Pierin Vincenz «nie avec véhémence»
Le principal intéressé, lui, ne voit pas le problème. «Je nie avec véhémence les allégations lancées contre moi et contre lesquelles je vais me défendre avec tous les moyens à disposition», a ajouté Pierin Vincenz. «J’ai toujours respecté les intérêts des entreprises pour lesquelles j’ai travaillé et je suis convaincu que je n’ai rien fait de mal.»
Outre l’ex-patron de Raiffeisen et l’autre ancien membre du conseil d’Aduno, trois autres personnes figurant dans son «entourage professionnel» sont concernées, selon le Ministère public zurichois, qui ne donne pas leur identité. Ce dernier, ainsi que son homologue saint-gallois, a perquisitionné mardi les logements et les bureaux des cinq accusés et mis la main sur des documents. Les interrogatoires des cinq personnes se poursuivent et le Ministère devait décider de la suite de la procédure.
Nouvelle plainte
L’ex-patron s’est dit mercredi «totalement surpris et étonné de l’enquête criminelle» dont il fait l’objet
L’affaire se corse encore pour le banquier déchu. Mercredi également, Raiffeisen a décidé de se constituer partie civile et de déposer une «plainte pénale à l’encontre de Pierin Vincenz et de toute autre personne potentiellement impliquée». Dans un communiqué publié dans le sillage de celui de la justice zurichoise, la banque, qui s’était également retrouvée sous enquête de la Finma, dit saisir «le soupçon de gestion déloyale et les nouveaux indices du Ministère public comme une opportunité pour obtenir toute la lumière sur les événements passés».

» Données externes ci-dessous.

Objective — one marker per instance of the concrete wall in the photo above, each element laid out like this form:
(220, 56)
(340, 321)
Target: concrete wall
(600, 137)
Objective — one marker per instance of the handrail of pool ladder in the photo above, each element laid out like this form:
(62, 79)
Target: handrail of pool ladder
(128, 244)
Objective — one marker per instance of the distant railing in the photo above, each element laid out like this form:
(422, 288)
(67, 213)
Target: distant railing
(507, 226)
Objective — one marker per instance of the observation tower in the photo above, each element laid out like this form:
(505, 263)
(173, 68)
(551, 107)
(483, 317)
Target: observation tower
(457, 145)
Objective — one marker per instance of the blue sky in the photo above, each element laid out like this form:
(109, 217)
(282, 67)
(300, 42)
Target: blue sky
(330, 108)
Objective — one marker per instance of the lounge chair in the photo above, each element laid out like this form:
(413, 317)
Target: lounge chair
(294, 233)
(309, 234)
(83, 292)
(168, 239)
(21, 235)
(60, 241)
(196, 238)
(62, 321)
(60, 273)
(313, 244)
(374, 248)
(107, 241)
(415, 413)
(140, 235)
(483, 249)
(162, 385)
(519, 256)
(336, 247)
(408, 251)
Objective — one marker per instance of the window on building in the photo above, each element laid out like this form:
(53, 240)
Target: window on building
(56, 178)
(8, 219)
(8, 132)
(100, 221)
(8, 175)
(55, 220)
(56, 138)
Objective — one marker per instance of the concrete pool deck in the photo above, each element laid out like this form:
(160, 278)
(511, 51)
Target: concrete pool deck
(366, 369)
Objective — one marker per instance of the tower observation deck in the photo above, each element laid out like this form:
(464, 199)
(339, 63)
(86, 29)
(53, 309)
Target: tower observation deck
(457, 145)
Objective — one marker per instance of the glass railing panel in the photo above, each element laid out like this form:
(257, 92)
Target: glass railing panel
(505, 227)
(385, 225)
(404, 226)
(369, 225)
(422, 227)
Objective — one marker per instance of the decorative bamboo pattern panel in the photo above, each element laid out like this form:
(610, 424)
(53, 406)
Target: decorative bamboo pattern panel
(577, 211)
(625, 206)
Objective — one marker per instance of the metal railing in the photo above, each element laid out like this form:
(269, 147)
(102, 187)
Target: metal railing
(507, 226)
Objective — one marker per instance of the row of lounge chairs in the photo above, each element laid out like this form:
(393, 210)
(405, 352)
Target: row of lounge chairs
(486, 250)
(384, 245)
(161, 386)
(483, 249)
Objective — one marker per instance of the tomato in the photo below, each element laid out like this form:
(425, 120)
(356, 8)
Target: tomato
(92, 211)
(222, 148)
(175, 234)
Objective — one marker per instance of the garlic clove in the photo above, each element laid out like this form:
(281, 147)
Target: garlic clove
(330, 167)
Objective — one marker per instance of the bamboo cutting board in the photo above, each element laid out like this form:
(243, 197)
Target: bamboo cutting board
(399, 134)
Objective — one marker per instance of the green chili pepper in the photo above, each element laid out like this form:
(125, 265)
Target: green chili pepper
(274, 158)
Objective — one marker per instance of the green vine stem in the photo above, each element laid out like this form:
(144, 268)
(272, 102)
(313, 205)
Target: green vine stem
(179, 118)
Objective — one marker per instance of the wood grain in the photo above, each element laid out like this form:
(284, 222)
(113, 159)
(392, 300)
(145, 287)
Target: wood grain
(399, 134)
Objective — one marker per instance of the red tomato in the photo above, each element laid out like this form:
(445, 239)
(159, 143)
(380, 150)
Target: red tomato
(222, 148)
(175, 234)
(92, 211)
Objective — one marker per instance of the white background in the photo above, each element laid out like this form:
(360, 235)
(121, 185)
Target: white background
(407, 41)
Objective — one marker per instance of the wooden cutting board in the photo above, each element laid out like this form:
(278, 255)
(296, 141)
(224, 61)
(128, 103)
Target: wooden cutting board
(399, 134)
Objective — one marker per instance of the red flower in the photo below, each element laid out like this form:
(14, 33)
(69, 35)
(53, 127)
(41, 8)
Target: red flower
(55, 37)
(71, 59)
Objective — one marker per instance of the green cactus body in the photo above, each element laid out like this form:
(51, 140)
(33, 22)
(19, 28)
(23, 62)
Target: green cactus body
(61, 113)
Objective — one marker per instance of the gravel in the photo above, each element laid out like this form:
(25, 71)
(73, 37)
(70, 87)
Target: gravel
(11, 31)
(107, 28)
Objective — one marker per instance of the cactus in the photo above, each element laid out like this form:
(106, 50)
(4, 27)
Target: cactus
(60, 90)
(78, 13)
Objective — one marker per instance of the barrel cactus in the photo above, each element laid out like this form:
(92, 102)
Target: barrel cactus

Les faits reprochés au Grison de 61 ans ne sont pas tout à fait clairs. Selon plusieurs bribes d’informations, non confirmées, qui ont filtré dans la presse depuis septembre dernier, des prises de participation se trouveraient au coeur du problème. Il s’agirait notamment de Commtrain Card Solutions en 2007. Pierin Vincenz aurait pris une participation avant qu’Aduno ne le fasse afin d’encaisser une plus-value. Une pratique – si elle est avérée – appelée front-running et interdite en Suisse. L’acquisition de la société Investec, dont Raiffeisen vient de se séparer, suscite également des questionnements. On connaîtra donc peut-être le fin mot de cette affaire.